Source: Electrek: Read The Article
PSR Analysis: It’s difficult to understand why the company that led the EV revolution is now walking away from it, and what it hopes to do within the taxi market. Taxis didn’t kill vehicle ownership. Nor did Uber/Lyft. Robotaxis won’t, either. It’s a weird pipedream. And Tesla doesn’t even have any first mover advantage like they did when they started building EVs. PSR
Rare Earth Discovery Could Transform NA Critical Mineral Supply Chain
First Atlantic Nickel Corp. may have made the largest nickel alloy and chromium discovery in the Atlantic region in 30 years at its Pipestone XL Nickel Alloy Project.
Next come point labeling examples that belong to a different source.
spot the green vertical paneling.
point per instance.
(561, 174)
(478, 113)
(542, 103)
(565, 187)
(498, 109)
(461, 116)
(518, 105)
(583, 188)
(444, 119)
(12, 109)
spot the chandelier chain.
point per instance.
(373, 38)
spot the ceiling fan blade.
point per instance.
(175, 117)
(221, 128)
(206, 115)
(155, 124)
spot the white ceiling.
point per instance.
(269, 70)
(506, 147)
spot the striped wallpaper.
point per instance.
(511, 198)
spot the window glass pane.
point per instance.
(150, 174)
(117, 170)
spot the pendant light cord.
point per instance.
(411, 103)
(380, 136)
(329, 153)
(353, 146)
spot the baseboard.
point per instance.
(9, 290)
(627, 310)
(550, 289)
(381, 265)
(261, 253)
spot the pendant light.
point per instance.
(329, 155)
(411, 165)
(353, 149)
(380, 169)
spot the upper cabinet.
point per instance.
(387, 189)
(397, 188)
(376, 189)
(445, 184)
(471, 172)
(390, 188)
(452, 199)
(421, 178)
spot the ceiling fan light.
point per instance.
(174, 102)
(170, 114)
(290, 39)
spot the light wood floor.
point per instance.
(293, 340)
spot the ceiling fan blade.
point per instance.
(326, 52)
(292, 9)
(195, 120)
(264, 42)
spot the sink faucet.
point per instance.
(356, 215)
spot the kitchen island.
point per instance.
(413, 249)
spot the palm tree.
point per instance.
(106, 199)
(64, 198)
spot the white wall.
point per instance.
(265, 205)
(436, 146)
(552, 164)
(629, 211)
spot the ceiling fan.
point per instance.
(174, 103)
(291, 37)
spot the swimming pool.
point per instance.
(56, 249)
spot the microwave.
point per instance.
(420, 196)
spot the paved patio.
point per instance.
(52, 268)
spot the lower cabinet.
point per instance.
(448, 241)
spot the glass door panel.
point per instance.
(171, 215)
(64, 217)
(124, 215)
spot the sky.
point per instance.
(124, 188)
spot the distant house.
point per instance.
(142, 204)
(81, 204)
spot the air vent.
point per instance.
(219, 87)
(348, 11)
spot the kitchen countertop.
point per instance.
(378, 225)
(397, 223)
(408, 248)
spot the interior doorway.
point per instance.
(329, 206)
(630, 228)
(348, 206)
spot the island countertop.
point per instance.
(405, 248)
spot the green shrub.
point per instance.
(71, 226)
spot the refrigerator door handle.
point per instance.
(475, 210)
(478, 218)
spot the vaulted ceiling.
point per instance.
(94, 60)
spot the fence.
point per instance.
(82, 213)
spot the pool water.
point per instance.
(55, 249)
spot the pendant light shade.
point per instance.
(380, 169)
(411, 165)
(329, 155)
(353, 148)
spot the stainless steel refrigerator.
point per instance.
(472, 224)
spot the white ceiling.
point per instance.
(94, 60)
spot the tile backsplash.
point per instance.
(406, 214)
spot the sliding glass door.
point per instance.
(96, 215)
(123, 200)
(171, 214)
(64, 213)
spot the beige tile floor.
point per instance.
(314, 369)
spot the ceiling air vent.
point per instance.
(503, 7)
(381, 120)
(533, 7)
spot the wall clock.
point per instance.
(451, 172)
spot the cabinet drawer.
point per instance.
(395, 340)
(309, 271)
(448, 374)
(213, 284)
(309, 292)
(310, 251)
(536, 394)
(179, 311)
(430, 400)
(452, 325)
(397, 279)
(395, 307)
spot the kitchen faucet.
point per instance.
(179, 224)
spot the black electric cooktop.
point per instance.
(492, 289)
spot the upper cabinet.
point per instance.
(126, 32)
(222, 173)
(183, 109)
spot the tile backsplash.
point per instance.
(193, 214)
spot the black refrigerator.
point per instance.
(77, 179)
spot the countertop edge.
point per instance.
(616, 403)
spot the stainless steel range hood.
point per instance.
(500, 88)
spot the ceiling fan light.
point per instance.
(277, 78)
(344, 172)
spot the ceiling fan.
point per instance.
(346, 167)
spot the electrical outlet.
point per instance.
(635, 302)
The discovery contains awaruite, a rare natural alloy of nickel, cobalt, and iron that is 77% pure nickel—a geological rarity that could reshape North American critical mineral supply chains.
“What makes this discovery truly revolutionary is that unlike conventional nickel deposits, awaruite possesses natural magnetic properties that enable it to be concentrated using magnetic separators, allowing the company to completely bypass the smelter bottleneck controlled by China and Russia and enabling domestic magnetic processing without reliance on overseas facilities,” writes First Atlantic Nickel.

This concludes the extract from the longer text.